#Storm HBase
Storm/Trident integration for Apache HBase
The main API for interacting with HBase is the org.apache.storm.hbase.bolt.mapper.HBaseMapper
interface:
public interface HBaseMapper extends Serializable {
byte[] rowKey(Tuple tuple);
ColumnList columns(Tuple tuple);
}
The rowKey()
method is straightforward: given a Storm tuple, return a byte array representing the
row key.
The columns()
method defines what will be written to an HBase row.
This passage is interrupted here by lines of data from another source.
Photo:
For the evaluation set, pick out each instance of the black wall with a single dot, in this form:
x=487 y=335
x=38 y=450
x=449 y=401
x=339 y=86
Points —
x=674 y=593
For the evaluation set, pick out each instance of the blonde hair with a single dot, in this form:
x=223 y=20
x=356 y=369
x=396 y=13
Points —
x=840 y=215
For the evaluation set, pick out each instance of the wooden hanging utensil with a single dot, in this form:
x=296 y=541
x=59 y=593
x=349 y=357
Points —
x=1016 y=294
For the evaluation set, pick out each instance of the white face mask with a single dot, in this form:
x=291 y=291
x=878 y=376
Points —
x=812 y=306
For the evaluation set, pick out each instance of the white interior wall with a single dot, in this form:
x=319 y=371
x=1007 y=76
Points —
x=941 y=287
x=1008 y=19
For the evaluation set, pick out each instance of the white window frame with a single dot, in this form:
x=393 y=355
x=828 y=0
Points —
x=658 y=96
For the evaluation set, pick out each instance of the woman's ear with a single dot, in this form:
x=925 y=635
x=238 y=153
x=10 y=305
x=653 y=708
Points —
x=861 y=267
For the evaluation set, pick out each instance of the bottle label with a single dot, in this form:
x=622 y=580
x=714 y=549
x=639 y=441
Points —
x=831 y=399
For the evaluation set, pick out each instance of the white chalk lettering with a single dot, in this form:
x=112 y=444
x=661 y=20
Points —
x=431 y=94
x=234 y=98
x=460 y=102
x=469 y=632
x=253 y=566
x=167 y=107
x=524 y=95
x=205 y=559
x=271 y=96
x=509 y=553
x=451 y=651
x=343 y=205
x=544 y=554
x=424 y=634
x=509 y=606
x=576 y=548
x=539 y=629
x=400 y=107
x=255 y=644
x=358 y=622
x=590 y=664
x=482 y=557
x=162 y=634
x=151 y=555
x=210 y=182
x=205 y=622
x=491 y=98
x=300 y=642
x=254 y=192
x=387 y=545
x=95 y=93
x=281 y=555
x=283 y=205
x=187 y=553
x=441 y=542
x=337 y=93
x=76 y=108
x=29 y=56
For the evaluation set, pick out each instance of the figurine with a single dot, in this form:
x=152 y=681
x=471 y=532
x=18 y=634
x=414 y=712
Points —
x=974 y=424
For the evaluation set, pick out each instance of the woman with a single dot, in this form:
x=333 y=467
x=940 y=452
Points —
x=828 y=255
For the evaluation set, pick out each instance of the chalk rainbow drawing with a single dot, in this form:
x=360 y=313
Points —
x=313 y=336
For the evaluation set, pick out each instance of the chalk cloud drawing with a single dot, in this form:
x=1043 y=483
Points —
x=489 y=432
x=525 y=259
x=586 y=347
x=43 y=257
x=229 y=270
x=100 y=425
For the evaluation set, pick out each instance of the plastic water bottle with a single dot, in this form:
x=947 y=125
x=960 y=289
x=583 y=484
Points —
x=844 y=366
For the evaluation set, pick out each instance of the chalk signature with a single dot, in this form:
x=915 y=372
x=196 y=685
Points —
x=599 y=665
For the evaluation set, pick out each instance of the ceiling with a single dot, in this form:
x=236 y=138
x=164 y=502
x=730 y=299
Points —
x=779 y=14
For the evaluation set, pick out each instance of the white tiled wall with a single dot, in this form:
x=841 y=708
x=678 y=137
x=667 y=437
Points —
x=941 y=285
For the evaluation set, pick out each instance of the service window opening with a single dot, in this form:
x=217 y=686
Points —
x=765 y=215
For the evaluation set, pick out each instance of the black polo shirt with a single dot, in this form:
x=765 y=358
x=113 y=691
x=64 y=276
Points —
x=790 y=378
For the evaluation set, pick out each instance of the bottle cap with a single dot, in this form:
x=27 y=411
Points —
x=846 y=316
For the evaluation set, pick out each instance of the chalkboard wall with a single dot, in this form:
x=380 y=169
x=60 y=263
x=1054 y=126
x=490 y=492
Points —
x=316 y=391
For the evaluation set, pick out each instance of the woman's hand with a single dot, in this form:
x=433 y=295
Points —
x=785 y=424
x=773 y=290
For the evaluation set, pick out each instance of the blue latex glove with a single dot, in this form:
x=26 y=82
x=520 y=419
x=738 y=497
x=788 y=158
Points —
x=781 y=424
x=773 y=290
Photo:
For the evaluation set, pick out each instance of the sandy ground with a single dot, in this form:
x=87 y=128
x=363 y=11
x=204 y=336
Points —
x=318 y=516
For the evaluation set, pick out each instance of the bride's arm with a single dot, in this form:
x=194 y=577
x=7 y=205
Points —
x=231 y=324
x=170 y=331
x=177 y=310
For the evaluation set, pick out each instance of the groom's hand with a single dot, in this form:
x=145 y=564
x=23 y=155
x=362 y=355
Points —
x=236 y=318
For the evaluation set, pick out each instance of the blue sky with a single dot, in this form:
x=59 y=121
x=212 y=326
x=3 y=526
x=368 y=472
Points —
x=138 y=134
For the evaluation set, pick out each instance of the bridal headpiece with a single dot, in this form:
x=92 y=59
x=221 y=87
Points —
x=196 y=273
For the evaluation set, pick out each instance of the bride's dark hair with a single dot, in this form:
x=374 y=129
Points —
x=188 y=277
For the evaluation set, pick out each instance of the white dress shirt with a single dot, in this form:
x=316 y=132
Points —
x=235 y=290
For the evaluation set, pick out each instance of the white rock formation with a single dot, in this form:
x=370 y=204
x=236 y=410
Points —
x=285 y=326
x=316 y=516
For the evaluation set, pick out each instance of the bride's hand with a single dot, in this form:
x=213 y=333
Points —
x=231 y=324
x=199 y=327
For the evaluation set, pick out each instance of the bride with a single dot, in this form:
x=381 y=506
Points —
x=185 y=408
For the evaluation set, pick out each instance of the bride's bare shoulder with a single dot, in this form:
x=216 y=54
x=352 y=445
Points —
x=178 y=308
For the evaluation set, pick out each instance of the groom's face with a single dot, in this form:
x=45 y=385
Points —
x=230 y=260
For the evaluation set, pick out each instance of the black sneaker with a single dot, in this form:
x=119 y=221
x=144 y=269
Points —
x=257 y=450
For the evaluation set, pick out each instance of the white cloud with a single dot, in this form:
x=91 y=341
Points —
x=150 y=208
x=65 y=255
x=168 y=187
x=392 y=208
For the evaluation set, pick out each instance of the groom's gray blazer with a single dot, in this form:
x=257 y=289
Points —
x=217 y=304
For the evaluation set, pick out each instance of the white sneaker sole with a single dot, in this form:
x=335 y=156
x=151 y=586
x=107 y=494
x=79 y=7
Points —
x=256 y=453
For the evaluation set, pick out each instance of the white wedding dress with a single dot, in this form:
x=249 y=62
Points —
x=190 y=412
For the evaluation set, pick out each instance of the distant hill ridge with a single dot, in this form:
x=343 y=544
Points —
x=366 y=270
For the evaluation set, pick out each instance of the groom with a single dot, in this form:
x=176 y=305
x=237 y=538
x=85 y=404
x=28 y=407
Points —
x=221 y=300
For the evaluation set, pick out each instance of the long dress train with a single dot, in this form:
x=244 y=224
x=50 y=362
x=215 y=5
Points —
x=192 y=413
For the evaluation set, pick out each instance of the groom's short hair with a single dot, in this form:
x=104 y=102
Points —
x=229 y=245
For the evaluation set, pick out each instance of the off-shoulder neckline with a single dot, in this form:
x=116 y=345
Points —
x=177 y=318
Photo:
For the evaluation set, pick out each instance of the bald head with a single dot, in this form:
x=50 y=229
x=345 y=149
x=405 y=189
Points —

The ColumnList
class allows you
to add both standard HBase columns as well as HBase counter columns.
To add a standard column, use one of the addColumn()
methods:
ColumnList cols = new ColumnList();
cols.addColumn(this.columnFamily, field.getBytes(), toBytes(tuple.getValueByField(field)));
To add a counter column, use one of the addCounter()
methods:
ColumnList cols = new ColumnList();
cols.addCounter(this.columnFamily, field.getBytes(), toLong(tuple.getValueByField(field)));
storm-hdfs
includes a general purpose HBaseMapper
implementation called SimpleHBaseMapper
that can map Storm
tuples to both regular HBase columns as well as counter columns.
To use SimpleHBaseMapper
, you simply tell it which fields to map to which types of columns.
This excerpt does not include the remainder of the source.